Personal information
- Full name: Isabelle Anya Thorpe
- National team: United Kingdom
- Born: 4 March 2001 (age 25) Bristol, England
- Height: 165 cm (5 ft 5 in)

Sport
- Sport: Swimming
- Strokes: Synchronised swimming
- Club: City of bristol
- Coach: Yumiko Tomomatsu

Medal record
Representing Great Britain
Olympic Games
| Silver medal – second place | 2024 Paris | Duet |
World Championships
| Silver medal – second place | 2024 Doha | Duet technical |
| Bronze medal – third place | 2024 Doha | Duet free |
| Bronze medal – third place | 2025 Singapore | Mixed duet free |
European Championships
| Gold medal – first place | 2026 Paris | Mixed duet free |
| Gold medal – first place | 2026 Paris | Mixed duet technical |
| Silver medal – second place | 2024 Belgrade | Duet technical |
| Silver medal – second place | 2024 Belgrade | Duet free |
| Silver medal – second place | 2025 Funchal | Mixed duet technical |
| Bronze medal – third place | 2026 Paris | Duet technical |
European Games
| Bronze medal – third place | 2023 Kraków-Małopolska | Duet free |

= Isabelle Thorpe =

British synchronised swimmer (born 2001)

Isabelle Anya Thorpe (born 4 March 2001) is a British synchronised swimmer who won a silver medal at the 2024 Summer Olympics in the duet. She competed in the women's duet event at the 2020 Summer Olympics held in Tokyo, Japan. She also represented Great Britain at the 2017 World Aquatics Championships in Budapest, Hungary and at the 2019 World Aquatics Championships in Gwangju, South Korea. She also competed at the 2022 World Aquatics Championships in Budapest, Hungary. She trains at the City of Bristol Swimming Club.

== Career ==
At the 2019 World Aquatics Championships, Thorpe and Kate Shortman competed in the duet technical routine and duet free routine and they finished in 14th place in the preliminary round in both events.
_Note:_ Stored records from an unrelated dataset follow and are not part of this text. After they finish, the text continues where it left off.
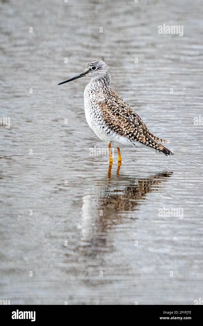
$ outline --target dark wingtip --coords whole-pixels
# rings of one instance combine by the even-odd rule
[[[163,147],[164,148],[161,151],[163,152],[163,153],[164,153],[165,155],[166,155],[167,156],[170,156],[170,155],[174,155],[174,154],[173,153],[173,152],[171,152],[169,149],[168,149],[166,147],[164,147],[164,146],[163,146]]]

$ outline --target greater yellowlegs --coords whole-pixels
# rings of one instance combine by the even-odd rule
[[[101,60],[91,60],[83,72],[58,85],[85,76],[91,78],[84,94],[86,119],[98,137],[108,142],[109,164],[113,161],[111,145],[117,147],[120,164],[122,147],[142,146],[167,156],[173,155],[160,143],[170,142],[151,132],[138,114],[112,89],[108,67]]]

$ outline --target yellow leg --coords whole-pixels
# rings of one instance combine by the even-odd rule
[[[109,165],[112,165],[113,163],[113,159],[112,158],[112,152],[111,151],[111,146],[110,142],[109,143]]]
[[[118,162],[121,162],[122,161],[121,159],[121,152],[120,152],[120,149],[119,147],[117,147],[117,149],[118,150]]]

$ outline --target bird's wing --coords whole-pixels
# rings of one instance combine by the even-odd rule
[[[97,104],[105,124],[110,129],[131,141],[163,151],[165,148],[159,142],[163,140],[150,131],[138,114],[127,103],[113,91],[109,97],[106,95]]]

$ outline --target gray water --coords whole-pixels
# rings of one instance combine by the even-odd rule
[[[0,299],[203,299],[202,11],[197,0],[2,1]],[[183,36],[158,34],[163,23]],[[88,78],[57,86],[97,58],[173,156],[123,149],[119,171],[115,149],[108,173],[85,119]]]

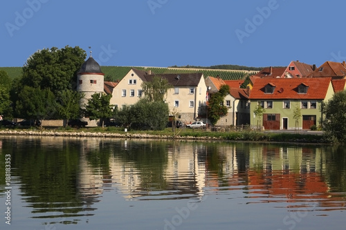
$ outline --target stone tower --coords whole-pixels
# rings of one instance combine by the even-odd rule
[[[104,92],[104,74],[102,73],[98,63],[91,57],[90,51],[89,58],[82,65],[80,70],[77,73],[77,91],[84,93],[84,97],[80,101],[80,106],[84,108],[88,103],[88,99],[95,93]],[[89,126],[96,126],[95,121],[88,122]]]

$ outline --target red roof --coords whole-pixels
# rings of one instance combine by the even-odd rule
[[[248,99],[245,88],[230,88],[230,94],[235,99]]]
[[[331,80],[331,85],[333,85],[334,93],[343,91],[345,89],[345,83],[346,79]]]
[[[112,94],[113,89],[118,85],[118,82],[104,82],[103,84],[103,90],[104,93],[107,94]]]
[[[226,85],[230,88],[240,88],[240,86],[244,83],[244,80],[224,80]]]
[[[215,86],[218,90],[220,90],[220,87],[222,85],[226,85],[225,82],[219,77],[208,77],[210,79],[210,82]]]
[[[286,67],[266,67],[255,75],[260,77],[277,78],[281,77]]]
[[[343,78],[346,76],[346,68],[339,62],[326,61],[308,77]]]
[[[331,77],[318,78],[259,78],[256,79],[250,93],[250,99],[324,99]],[[264,87],[275,86],[273,93],[265,93]],[[308,87],[307,93],[298,93],[298,88]]]

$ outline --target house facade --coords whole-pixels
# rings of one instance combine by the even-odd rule
[[[265,130],[310,129],[322,122],[322,102],[334,94],[331,77],[253,78],[249,99],[251,124]],[[255,115],[261,106],[263,116]],[[301,116],[296,121],[295,111]]]
[[[207,88],[202,73],[152,75],[150,71],[132,68],[113,89],[111,104],[122,108],[133,105],[144,96],[142,84],[155,76],[167,80],[170,87],[165,97],[170,115],[183,122],[196,120],[206,105]]]
[[[220,89],[222,85],[230,86],[230,92],[225,97],[223,104],[228,108],[226,115],[220,117],[217,126],[237,126],[250,124],[250,106],[247,103],[247,90],[240,88],[244,80],[224,81],[219,77],[208,77],[206,79],[208,93],[212,95]],[[237,88],[235,88],[235,86]]]

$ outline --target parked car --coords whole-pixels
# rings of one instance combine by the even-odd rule
[[[203,122],[194,122],[192,124],[189,124],[186,125],[186,127],[195,128],[206,128],[206,124]]]
[[[17,125],[17,122],[9,119],[3,119],[0,121],[0,125],[3,126],[15,126]]]
[[[167,122],[167,126],[172,127],[173,122],[174,122],[173,121],[170,121],[170,122]],[[183,126],[183,123],[181,121],[177,120],[175,122],[175,126],[176,128],[180,128],[180,127]]]
[[[41,122],[39,120],[33,119],[24,119],[21,122],[18,122],[18,124],[21,126],[39,126],[41,125]]]
[[[67,122],[67,125],[71,127],[80,128],[88,125],[88,122],[83,122],[79,119],[73,119]]]

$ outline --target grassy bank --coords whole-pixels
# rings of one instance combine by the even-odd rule
[[[58,128],[42,128],[30,127],[27,128],[21,128],[15,127],[7,128],[13,131],[32,131],[40,132],[67,132],[67,133],[118,133],[124,137],[131,135],[149,135],[156,136],[157,138],[176,138],[176,139],[197,139],[197,140],[219,140],[227,141],[251,141],[251,142],[300,142],[300,143],[327,143],[323,135],[313,134],[299,134],[299,133],[264,133],[257,131],[242,131],[242,132],[212,132],[206,131],[200,129],[176,129],[173,132],[172,128],[165,128],[163,131],[125,131],[123,128],[106,127],[106,128],[72,128],[70,127]],[[1,128],[0,130],[6,130]]]

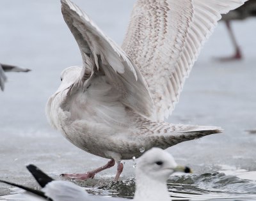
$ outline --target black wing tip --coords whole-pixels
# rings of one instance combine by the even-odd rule
[[[43,191],[36,190],[33,189],[31,188],[24,186],[20,185],[20,184],[15,184],[13,182],[9,182],[7,181],[4,181],[4,180],[0,179],[0,182],[6,184],[8,184],[8,185],[11,185],[13,186],[19,188],[20,189],[22,189],[22,190],[24,190],[28,192],[31,193],[33,194],[37,195],[38,196],[40,196],[42,198],[45,198],[45,200],[47,200],[52,201],[52,200],[50,198],[47,197]]]
[[[54,181],[52,178],[39,169],[36,166],[30,164],[26,166],[28,170],[33,175],[34,178],[41,187],[45,187],[48,183]]]

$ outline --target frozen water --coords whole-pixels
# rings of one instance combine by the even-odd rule
[[[74,1],[121,44],[135,0]],[[33,70],[26,74],[9,73],[5,91],[0,93],[1,178],[34,187],[36,185],[25,165],[35,163],[60,179],[61,173],[84,172],[106,163],[108,160],[88,154],[67,142],[50,127],[45,116],[45,105],[60,84],[61,71],[81,63],[78,47],[62,19],[59,1],[1,0],[0,16],[0,61]],[[200,193],[206,193],[214,182],[223,181],[221,177],[212,176],[221,170],[237,176],[242,174],[239,170],[245,170],[250,175],[247,179],[256,180],[256,136],[245,131],[256,128],[255,25],[254,19],[234,23],[244,59],[221,63],[213,57],[232,54],[232,48],[224,25],[220,24],[185,84],[168,121],[221,126],[225,131],[168,149],[178,163],[191,166],[195,174],[200,176],[197,180],[194,175],[184,180],[179,176],[182,181],[179,186],[196,180],[198,188],[204,189]],[[234,168],[223,170],[223,165]],[[132,165],[132,161],[126,163],[123,178],[134,175]],[[115,171],[111,168],[100,173],[86,182],[87,186],[113,178]],[[205,175],[205,172],[211,174]],[[204,177],[209,179],[209,185],[202,187]],[[228,179],[236,182],[234,177]],[[241,185],[239,188],[246,187]],[[191,186],[185,188],[197,192]],[[214,186],[216,190],[223,188],[218,186]],[[238,188],[228,186],[234,191]],[[226,193],[221,197],[225,198]],[[0,184],[0,193],[10,193],[9,187]]]

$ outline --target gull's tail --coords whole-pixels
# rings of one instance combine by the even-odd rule
[[[27,168],[42,188],[45,187],[48,183],[54,181],[52,178],[48,176],[46,174],[45,174],[43,171],[34,165],[28,165]]]
[[[3,70],[6,72],[29,72],[30,69],[18,67],[16,66],[12,66],[8,64],[1,64]]]
[[[145,137],[147,138],[145,143],[148,144],[145,147],[157,147],[162,149],[223,131],[219,127],[171,124],[164,122],[153,123],[151,128],[152,134]]]

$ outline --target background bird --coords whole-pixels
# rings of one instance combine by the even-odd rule
[[[256,0],[249,0],[242,6],[230,11],[227,14],[222,16],[222,20],[225,21],[227,29],[228,31],[229,37],[231,39],[235,54],[231,57],[220,58],[221,61],[228,61],[233,60],[240,60],[243,59],[243,54],[236,39],[235,34],[231,27],[231,21],[243,20],[250,17],[256,16]]]
[[[89,17],[62,0],[64,19],[80,48],[83,66],[66,68],[46,113],[53,127],[77,147],[111,160],[78,179],[142,154],[152,147],[221,132],[216,127],[164,122],[221,14],[244,1],[138,0],[122,48]],[[184,23],[184,22],[186,23]]]
[[[7,81],[7,77],[4,72],[28,72],[31,70],[22,68],[16,66],[0,64],[0,88],[2,91],[4,89],[4,83]]]
[[[54,181],[33,165],[27,167],[42,190],[34,190],[5,181],[4,182],[26,191],[26,194],[15,195],[15,198],[26,200],[52,201],[126,201],[130,199],[90,195],[76,184],[65,181]],[[153,148],[138,159],[136,168],[134,201],[170,200],[166,181],[175,172],[191,172],[189,167],[178,166],[172,156],[159,148]]]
In 2021, she competed in the duet free routine and duet technical routine events at the 2020 European Aquatics Championships held in Budapest, Hungary. Thorpe and Kate Shortman finished in 9th place in the duet technical routine at the 2022 World Aquatics Championships held in Budapest, Hungary.

At the 2024 World Aquatics Championships in Doha, Thorpe and Shortman won the silver medal in the Duet technical routine competition, becoming the first Britons to do so. The pair followed this up with bronze in the Duet free routine competition. This ensured the duo's qualification for the 2024 Paris Olympics where they won a silver medal. This was the first ever medal for Great Britain in artistic swimming at the Olympics.